Jarred Cross
NIT|06-01-2026
England have made a strong start to backing up their first win in Australia for 15 years last week, posting a 384 first innings total with an early tea taken on day two in Sydney.
Highlighted by a superb 160 from veteran Joe Root, the tourists refused to allow Australia to string together wickets in a fashion which has typified the series.
With a pair of key wickets, Boland took 2-85 for the innings, only bettered by Michael Neser's 4/60 reached in cleaning up the tail on Monday afternoon, including the breakthrough earlier in the day.
12 months ago, Boland steered Australia to their first Border-Gavaskar series win in a decade with career-best figures of 10/76 against India at the ground.
With early signs, the SCG deck would provide batters much more of an opportunity than the whirlwind two-day contest seen in Melbourne, making the series 3-. Boland looked to give the home side a healthy advantage, seeing off young English no.3 Jacob Bethell (10) to plunge their start to 3-57.

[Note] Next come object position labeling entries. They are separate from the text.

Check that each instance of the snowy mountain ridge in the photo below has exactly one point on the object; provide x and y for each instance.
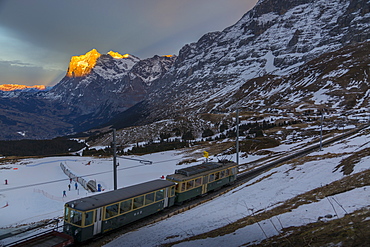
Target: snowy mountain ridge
(274, 38)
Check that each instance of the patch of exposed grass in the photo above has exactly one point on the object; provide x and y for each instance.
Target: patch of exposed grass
(348, 163)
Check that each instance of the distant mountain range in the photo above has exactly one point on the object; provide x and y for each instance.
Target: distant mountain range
(281, 56)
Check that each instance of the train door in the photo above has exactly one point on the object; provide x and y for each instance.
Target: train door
(167, 194)
(98, 221)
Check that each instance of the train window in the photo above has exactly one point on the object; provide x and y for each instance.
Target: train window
(190, 184)
(76, 217)
(126, 206)
(138, 202)
(198, 182)
(172, 193)
(111, 211)
(149, 198)
(89, 218)
(159, 195)
(66, 214)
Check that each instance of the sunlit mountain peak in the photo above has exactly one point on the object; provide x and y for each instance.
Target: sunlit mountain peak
(117, 55)
(12, 87)
(83, 64)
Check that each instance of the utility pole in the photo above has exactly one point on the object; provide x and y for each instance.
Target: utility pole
(114, 159)
(237, 137)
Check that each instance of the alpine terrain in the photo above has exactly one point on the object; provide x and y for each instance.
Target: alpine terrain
(282, 56)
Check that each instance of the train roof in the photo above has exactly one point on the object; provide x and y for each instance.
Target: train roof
(105, 198)
(199, 170)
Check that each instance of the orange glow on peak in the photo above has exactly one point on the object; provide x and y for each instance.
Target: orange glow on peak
(117, 55)
(82, 65)
(12, 87)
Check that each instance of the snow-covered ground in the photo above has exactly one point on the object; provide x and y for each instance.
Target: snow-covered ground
(35, 192)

He caught a faint edge after switching over the wicket before the travelling side's middle well and truly settled into their innings.
Root and Harry Brook (84) built their fourth wicket partnership past 150 runs before bad light, and later wet weather, brought the first day to an end before the scheduled tea break.
The pair added another fifteen runs at the restart on Monday before Boland had his second.
With Australia desperate for the interruption, Brook played a rare loose shot, steering a healthy edge to Steve Smith at first slip - FOW 4-226.
England skipper Ben Stokes provided Australia their only back-to-back wickets amongst recognised batters when he departed without score when DRS picked up an edge off Mitchell Starc's bowling.
Chasing wins in the final two matches of their tour after the urn was confirmed to remain with Australia after 11 days of cricket, the mid-to-lower order again steadied to frustrate home fans.
Boland played a hand in another wicket to help keep England's innings from all but ending any chance of an Australian win.
Keeper Jamie Smith neared a half century (46) in another strong partnership with Root before finding the Gulidjan seamer in the deep when Marnus Labuschagne was thrown the ball before stumps.
Without a dedicated spinner in Australia's attack, Labuschagne, bowling medium pace, and Travis Head's part-time tweakers were looked to in a bid to disrupt.
Smith had earlier turned around on his walk back to the pavilion by a Cameron Green no ball, before tthecatching chance found the boundary when neither Alex Carey nor Beau Webster moved behind the stumps.
Boland looked Australia's best after the lunch break, beating the bat and forcing lbw shouts for no reward after the break, particularly once nip and bounce re-entered the game with the second new ball.
Green picked up a wicket, with Starc ending with 2-93.
Neser had two in as many balls, including Root's wicket, to tie up the innings with 4-60.England were all out for 384 at the tea break on day two in Sydney. Travis Head and Jake Weatherald got to 50 without loss in response after the break.